A família como território de desterro, como uma pátria de solo envenenado, que nunca é passível de ser abandonada completamente. Laços de sangue. Laços de fantasmas. O difícil das relações familiares é caro para a escritora italiana Lisa Ginzburg. Com seu Cara paz, finalista do Prêmio Strega 2021, arquitetou a relação de duas irmãs “órfãs sem jamais terem sido”. Em A pluma escondida, Tan chega, no começo da sua adolescência, para ser acolhido no lar dos Manera, que há tempos sonha com a ideia de cuidar de uma criança. Sua intempestiva chegada, no entanto, lança a todos no vazio de uma pergunta sem resposta certa: onde encontramos o grau zero, a semente, dos laços entre pais e filhos?

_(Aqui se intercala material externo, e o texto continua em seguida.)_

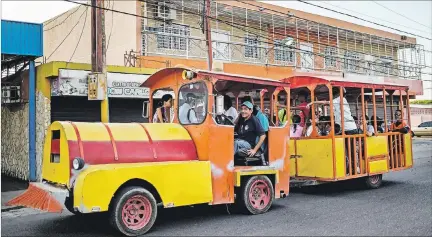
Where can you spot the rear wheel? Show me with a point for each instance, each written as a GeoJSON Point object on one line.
{"type": "Point", "coordinates": [257, 195]}
{"type": "Point", "coordinates": [133, 211]}
{"type": "Point", "coordinates": [373, 181]}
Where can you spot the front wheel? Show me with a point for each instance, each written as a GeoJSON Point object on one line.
{"type": "Point", "coordinates": [134, 211]}
{"type": "Point", "coordinates": [257, 195]}
{"type": "Point", "coordinates": [373, 181]}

Enquanto a pergunta se desenrola, todos são observados por Rosa, a filha dos caseiros dos Manera, que se sente ela própria “órfã”, diante do impasse dos pais em demonstrar carinho. O sentimento de orfandade acaba unindo os dois jovens numa relação insular, que desperta desejos que apenas serão compreendidos com o passar dos anos. Rebelde com causa e com um passado desconhecido e incerto, Tan implode o casamento dos novos pais, a si próprio e, pior, sua ligação com Rosa. É justamente sobre esse momento, em que todas as ideias de família parecem não dar mais conta do mundo, que Ginzburg nos fala no seu romance, que tem como uma espécie de narrador onisciente as paradisíacas paisagens da Toscana.

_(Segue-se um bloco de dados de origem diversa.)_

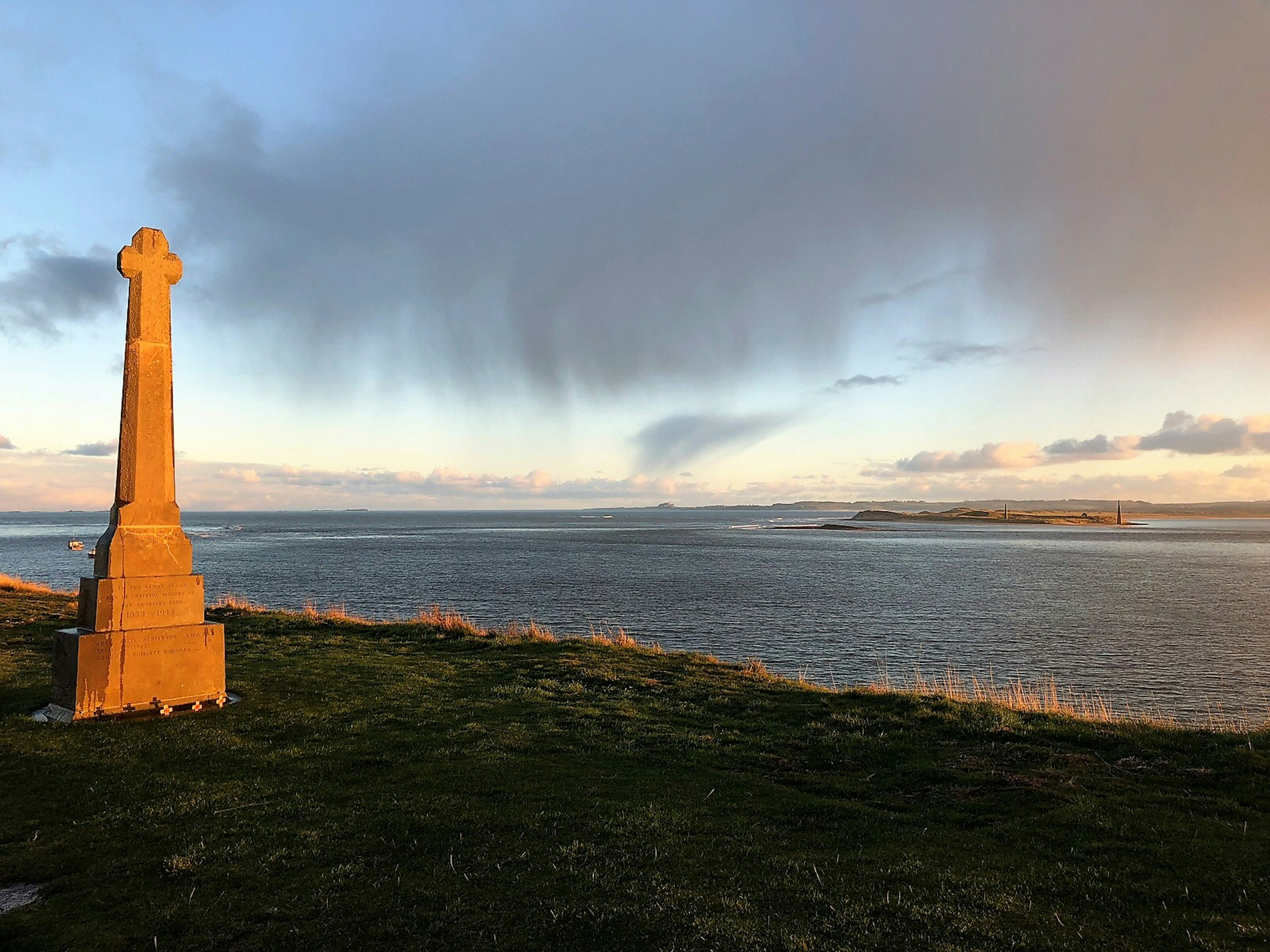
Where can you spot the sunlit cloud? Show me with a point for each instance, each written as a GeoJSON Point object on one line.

O título do livro, o misterioso jogo por trás da expressão Uma pluma escondida, acompanha a narrativa como uma espécie de refrão, que ecoa nos ouvidos dos personagens e dos leitores. Um refrão que nos lembra que em algum momento seremos convidados a voltar para casa outra vez. Onde quer que isso seja.
Sobre a autora:
Lisa Ginzburg é formada em filosofia pela Sapienza University. Romancista, tradutora e ensaísta, é autora de romances como “Per amore” e “Desiderava la bufera”. Com o romance “Cara paz”, publicado pela Nós, foi finalista do Prêmio Strega 2021, o mais prestigioso da literatura italiana.